The Need for Mandatory Newborn Screening in India: A Retrospective Analysis of 3-Year Data From a Multispecialty Private Hospital in Uttar Pradesh, India

Tuhina Gupta, Tanusree Gupta, Daksh Yadav, Mukulesh Gupta

Abstract

Background and Aim: Newborn screening (NBS) is done in India but is not mandatory. As of now, the number of diseases in the list of screening is not standardized among hospitals and laboratories in India. The aim of this study was to find the prevalence of 4 commonly occurring inborn errors of metabolism (IEM) in neonates.

Materials and Methods: This retrospective study enrolled 396 neonates (born between October 2018 and December 2021) aged up to 28 days, after obtaining their parents’ consent. The neonates were screened for 4 IEM—congenital hypothyroidism (CH), congenital adrenal hyperplasia (CAH), glucose-6-phosphate dehydrogenase (G6PD) deficiency, and classical galactosemia (CG).

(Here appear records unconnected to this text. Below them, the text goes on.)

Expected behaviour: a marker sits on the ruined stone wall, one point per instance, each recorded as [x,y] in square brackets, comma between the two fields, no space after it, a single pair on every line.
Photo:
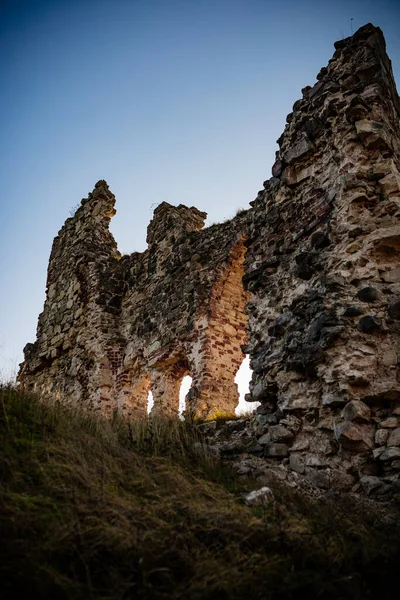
[319,252]
[113,328]
[323,270]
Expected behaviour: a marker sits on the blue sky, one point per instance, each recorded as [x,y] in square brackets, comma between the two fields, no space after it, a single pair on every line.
[176,100]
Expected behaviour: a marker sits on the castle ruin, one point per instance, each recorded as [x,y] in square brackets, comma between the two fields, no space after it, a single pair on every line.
[307,282]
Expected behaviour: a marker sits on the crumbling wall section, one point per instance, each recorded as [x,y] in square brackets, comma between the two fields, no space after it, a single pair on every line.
[323,270]
[321,292]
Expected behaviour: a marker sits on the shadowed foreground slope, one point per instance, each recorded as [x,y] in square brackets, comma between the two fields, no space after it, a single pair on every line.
[97,509]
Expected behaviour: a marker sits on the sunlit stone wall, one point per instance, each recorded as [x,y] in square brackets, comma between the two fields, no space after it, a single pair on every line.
[319,252]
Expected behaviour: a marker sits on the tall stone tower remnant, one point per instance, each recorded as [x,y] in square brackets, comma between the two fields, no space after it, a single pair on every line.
[307,282]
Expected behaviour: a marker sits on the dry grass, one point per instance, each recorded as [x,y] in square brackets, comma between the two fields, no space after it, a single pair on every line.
[109,510]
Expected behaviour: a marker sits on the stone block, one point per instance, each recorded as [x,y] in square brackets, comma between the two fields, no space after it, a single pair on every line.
[359,435]
[276,450]
[394,437]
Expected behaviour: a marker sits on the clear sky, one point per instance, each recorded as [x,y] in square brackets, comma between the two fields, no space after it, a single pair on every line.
[176,100]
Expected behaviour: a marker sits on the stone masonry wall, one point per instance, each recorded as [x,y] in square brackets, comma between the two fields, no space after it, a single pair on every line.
[323,271]
[113,328]
[319,303]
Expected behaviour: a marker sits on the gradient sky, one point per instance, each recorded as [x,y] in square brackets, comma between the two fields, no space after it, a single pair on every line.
[176,100]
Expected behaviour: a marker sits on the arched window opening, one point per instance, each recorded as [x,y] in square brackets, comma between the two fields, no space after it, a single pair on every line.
[185,387]
[150,402]
[242,380]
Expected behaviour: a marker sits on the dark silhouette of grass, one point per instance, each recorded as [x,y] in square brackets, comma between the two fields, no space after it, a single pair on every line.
[107,510]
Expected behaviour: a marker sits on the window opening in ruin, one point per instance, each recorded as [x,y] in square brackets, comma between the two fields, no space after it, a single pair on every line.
[242,380]
[150,402]
[185,387]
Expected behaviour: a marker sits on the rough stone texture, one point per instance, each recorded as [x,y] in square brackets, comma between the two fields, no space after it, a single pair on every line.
[113,328]
[319,252]
[322,268]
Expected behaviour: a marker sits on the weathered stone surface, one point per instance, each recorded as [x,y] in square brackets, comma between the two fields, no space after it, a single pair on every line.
[353,432]
[306,282]
[356,411]
[276,450]
[369,324]
[394,437]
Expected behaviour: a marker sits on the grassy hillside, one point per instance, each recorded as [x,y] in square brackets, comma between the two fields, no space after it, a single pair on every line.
[106,510]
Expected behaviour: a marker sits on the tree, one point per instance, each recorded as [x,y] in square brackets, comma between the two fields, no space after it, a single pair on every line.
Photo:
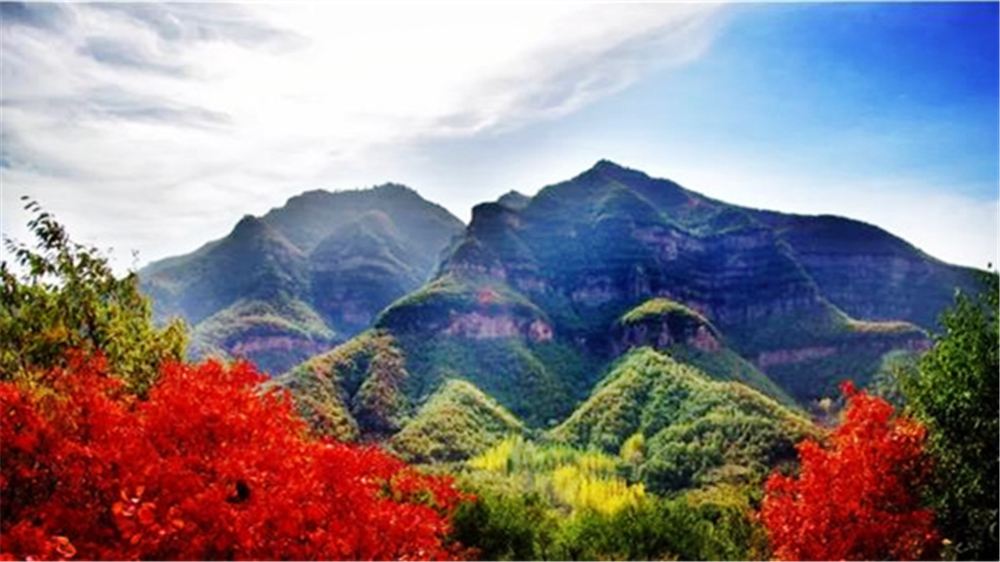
[68,298]
[207,466]
[955,393]
[857,498]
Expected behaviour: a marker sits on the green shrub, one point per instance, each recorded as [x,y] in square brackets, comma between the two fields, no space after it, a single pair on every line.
[67,297]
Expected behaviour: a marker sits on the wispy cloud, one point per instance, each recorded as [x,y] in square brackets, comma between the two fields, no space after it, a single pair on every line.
[136,120]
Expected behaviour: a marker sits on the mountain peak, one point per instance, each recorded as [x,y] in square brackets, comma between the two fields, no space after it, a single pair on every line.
[249,224]
[604,165]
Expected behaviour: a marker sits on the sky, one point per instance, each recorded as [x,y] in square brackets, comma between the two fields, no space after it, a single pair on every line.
[152,128]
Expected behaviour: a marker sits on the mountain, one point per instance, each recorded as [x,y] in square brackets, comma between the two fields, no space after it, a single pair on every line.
[290,284]
[613,304]
[694,431]
[559,273]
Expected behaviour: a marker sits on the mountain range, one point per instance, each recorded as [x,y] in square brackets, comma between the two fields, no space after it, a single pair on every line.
[282,287]
[605,306]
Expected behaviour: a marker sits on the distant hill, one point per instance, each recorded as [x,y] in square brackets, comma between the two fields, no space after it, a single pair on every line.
[616,300]
[695,431]
[290,284]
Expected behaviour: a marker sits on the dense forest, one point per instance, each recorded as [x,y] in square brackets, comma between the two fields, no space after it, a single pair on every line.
[662,442]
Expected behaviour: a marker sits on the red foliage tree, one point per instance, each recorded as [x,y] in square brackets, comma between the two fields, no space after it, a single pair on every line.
[855,499]
[208,467]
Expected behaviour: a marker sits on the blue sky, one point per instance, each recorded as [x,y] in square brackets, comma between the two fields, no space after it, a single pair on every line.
[130,123]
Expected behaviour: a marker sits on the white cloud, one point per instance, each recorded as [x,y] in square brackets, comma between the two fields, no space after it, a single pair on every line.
[154,127]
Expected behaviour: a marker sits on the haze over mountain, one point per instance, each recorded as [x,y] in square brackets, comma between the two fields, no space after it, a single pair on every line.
[312,273]
[543,298]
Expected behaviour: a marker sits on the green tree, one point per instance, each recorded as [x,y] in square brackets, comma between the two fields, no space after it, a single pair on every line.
[65,296]
[955,393]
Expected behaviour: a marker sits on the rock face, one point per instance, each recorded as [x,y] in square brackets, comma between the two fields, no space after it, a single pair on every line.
[867,272]
[282,287]
[661,323]
[780,290]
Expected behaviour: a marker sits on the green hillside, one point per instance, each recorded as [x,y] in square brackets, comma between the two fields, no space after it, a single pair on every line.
[458,422]
[290,284]
[694,431]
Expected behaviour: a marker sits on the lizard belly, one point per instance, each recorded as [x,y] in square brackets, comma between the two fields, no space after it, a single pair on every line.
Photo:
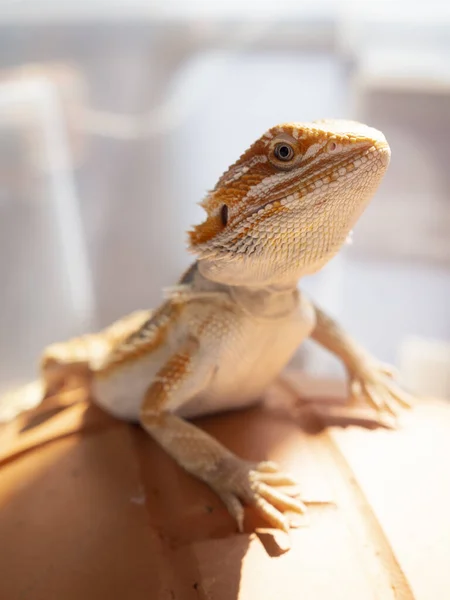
[249,362]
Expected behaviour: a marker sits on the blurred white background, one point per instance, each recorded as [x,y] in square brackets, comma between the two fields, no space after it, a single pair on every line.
[117,116]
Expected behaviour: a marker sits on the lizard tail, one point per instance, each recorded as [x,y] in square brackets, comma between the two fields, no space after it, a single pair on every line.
[21,399]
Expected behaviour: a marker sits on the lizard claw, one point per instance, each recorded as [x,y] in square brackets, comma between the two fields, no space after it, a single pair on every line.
[375,383]
[263,486]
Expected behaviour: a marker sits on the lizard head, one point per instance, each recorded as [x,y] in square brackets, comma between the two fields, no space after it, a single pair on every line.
[286,207]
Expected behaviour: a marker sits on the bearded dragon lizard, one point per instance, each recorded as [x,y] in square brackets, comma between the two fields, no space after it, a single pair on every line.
[236,317]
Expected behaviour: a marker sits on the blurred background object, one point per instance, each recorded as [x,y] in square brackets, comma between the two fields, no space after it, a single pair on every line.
[117,116]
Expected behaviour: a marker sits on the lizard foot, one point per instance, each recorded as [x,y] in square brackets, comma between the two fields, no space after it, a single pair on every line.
[261,485]
[376,383]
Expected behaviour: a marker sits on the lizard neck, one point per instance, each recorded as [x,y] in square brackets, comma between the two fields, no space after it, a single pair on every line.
[267,302]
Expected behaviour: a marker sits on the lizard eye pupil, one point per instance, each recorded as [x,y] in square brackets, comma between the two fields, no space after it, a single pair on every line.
[284,152]
[224,214]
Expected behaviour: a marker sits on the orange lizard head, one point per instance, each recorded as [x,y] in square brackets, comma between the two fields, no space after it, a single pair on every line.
[290,201]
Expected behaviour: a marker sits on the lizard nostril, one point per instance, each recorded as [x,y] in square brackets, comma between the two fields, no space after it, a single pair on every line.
[224,214]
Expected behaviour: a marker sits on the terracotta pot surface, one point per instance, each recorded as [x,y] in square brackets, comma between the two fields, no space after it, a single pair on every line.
[92,508]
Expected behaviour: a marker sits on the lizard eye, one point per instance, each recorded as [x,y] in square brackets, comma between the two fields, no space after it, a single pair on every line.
[284,152]
[224,214]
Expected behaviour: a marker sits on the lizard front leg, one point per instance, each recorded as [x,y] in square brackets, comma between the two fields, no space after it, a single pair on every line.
[368,378]
[67,365]
[236,481]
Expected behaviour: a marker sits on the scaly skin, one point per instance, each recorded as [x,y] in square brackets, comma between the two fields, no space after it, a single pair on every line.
[234,320]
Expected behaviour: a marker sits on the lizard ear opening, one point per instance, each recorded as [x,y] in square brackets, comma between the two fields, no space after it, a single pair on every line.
[224,214]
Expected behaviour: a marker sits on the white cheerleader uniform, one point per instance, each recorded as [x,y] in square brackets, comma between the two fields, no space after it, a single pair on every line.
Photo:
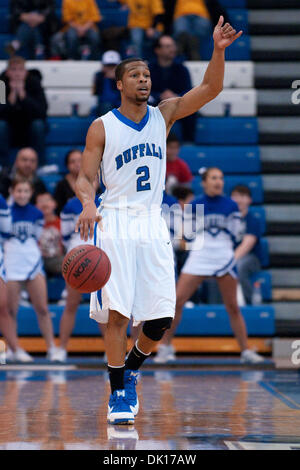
[222,231]
[22,255]
[133,232]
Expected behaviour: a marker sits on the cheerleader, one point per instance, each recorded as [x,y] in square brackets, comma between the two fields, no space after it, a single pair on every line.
[23,261]
[222,230]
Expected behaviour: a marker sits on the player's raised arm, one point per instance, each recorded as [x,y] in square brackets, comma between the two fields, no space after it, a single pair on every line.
[212,84]
[85,189]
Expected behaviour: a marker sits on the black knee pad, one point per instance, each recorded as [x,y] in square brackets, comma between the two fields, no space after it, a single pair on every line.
[154,329]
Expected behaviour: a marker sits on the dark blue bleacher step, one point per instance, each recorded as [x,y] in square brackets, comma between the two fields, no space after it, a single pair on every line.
[4,39]
[280,22]
[202,320]
[271,4]
[101,3]
[4,21]
[276,103]
[254,183]
[265,280]
[228,130]
[230,159]
[275,75]
[279,130]
[51,181]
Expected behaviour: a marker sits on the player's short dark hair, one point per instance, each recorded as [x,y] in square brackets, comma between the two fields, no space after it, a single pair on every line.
[172,137]
[241,189]
[120,69]
[69,153]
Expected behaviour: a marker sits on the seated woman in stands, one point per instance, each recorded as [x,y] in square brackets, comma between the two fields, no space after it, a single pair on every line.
[23,263]
[212,255]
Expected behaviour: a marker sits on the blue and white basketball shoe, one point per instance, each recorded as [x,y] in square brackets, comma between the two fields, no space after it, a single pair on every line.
[130,382]
[119,410]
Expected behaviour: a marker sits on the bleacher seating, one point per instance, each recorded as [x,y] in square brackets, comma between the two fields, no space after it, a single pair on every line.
[254,183]
[67,131]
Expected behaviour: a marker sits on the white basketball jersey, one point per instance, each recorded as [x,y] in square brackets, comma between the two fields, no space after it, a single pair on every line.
[133,166]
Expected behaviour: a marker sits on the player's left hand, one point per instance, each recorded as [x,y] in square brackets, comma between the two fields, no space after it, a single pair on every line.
[224,35]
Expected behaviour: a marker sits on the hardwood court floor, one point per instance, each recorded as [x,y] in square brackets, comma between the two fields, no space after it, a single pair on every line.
[179,409]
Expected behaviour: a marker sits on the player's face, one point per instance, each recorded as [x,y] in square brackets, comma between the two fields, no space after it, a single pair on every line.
[214,183]
[136,82]
[242,200]
[22,193]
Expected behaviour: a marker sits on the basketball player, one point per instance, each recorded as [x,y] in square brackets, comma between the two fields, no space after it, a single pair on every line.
[69,216]
[130,145]
[222,231]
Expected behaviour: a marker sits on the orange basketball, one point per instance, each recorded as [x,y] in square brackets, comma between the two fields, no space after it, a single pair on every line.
[86,268]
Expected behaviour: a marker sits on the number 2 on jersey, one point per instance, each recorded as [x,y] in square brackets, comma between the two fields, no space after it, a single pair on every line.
[141,184]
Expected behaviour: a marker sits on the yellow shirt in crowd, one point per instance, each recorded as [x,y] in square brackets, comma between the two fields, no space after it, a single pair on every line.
[80,11]
[142,12]
[191,7]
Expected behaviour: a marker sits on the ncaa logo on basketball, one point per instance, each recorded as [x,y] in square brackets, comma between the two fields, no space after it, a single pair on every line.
[2,92]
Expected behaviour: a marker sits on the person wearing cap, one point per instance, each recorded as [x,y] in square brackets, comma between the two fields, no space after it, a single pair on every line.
[104,86]
[80,36]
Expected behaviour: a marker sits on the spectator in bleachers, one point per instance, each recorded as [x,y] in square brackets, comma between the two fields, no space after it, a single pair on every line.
[81,18]
[145,23]
[23,117]
[178,171]
[246,253]
[33,23]
[25,167]
[191,24]
[65,189]
[69,216]
[170,79]
[51,239]
[23,260]
[105,87]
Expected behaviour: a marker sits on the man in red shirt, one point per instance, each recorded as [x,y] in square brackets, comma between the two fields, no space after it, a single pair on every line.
[178,171]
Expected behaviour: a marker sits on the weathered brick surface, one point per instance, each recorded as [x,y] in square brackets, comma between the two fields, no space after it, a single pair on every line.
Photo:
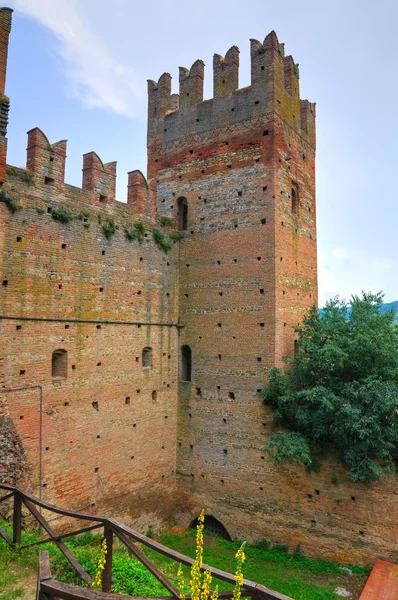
[139,443]
[103,301]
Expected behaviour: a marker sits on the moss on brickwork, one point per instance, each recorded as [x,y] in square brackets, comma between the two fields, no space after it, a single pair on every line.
[62,215]
[22,174]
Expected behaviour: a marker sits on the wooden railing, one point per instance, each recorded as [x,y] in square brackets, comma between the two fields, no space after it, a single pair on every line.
[49,589]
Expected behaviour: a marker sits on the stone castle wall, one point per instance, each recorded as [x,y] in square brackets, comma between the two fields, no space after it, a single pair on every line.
[145,443]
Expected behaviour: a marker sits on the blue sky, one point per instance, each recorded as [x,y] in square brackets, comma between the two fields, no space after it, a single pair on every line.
[78,70]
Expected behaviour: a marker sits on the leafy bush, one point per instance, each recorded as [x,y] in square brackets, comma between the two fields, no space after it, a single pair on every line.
[137,233]
[166,221]
[176,236]
[109,228]
[160,240]
[8,201]
[22,174]
[61,215]
[341,390]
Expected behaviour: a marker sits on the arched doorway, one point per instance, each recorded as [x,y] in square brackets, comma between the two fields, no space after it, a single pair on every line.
[212,525]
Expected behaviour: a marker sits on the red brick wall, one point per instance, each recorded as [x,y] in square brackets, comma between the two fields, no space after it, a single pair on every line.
[120,452]
[112,435]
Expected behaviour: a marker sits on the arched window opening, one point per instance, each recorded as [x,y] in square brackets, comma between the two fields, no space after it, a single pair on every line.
[182,214]
[147,358]
[186,363]
[59,363]
[294,197]
[212,525]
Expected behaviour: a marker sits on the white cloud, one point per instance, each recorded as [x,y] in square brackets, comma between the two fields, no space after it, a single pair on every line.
[96,77]
[344,273]
[341,254]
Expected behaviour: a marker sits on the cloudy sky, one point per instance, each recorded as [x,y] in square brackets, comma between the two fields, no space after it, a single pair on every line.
[78,70]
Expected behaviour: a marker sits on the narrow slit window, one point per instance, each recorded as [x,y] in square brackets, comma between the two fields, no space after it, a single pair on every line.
[183,214]
[186,363]
[147,358]
[295,199]
[59,364]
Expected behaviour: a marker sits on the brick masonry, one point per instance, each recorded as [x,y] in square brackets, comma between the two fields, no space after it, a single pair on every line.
[141,443]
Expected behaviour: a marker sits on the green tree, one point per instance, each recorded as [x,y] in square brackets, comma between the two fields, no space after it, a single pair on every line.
[340,390]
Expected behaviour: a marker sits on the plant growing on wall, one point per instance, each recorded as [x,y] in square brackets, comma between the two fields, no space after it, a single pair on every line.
[22,174]
[176,236]
[341,390]
[61,215]
[136,233]
[160,240]
[109,228]
[8,201]
[166,221]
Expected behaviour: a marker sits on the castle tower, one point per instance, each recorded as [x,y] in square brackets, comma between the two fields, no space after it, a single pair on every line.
[237,172]
[5,28]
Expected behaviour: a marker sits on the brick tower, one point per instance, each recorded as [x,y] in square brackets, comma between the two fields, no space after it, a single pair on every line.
[237,171]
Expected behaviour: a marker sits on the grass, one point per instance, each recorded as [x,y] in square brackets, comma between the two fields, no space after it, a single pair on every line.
[292,574]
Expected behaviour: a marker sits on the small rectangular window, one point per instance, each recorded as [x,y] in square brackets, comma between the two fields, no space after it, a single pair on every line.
[295,198]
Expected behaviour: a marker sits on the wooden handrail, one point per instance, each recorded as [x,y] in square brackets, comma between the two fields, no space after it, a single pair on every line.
[48,587]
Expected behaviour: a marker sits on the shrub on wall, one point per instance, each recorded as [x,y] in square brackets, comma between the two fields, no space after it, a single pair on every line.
[341,390]
[63,216]
[136,232]
[109,228]
[8,201]
[160,240]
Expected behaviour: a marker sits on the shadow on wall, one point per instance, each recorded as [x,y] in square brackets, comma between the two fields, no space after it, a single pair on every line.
[212,525]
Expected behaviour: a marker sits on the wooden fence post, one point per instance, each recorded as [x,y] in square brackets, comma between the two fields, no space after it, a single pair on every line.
[107,572]
[17,519]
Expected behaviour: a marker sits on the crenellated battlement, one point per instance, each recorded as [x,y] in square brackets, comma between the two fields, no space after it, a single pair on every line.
[274,91]
[46,162]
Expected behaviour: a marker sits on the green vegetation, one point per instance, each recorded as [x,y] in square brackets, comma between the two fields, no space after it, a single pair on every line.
[61,215]
[290,574]
[160,240]
[166,221]
[341,390]
[176,236]
[136,233]
[109,228]
[9,201]
[22,174]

Results: Among the 396 neonates, the prevalence of G6PD deficiency was more (2.27%) compared with that of the remaining 3 conditions. The prevalence of CAH and CH was only 0.25%, while the prevalence of CG was 0.51%.

Conclusion: In summary, the current findings indicate that screening for all treatable and untreatable metabolic diseases should be made compulsory in all health care centers in India. It helps in the early diagnosis and treatment. Further, epidemiologic data gathered from this initiative can be used for further research.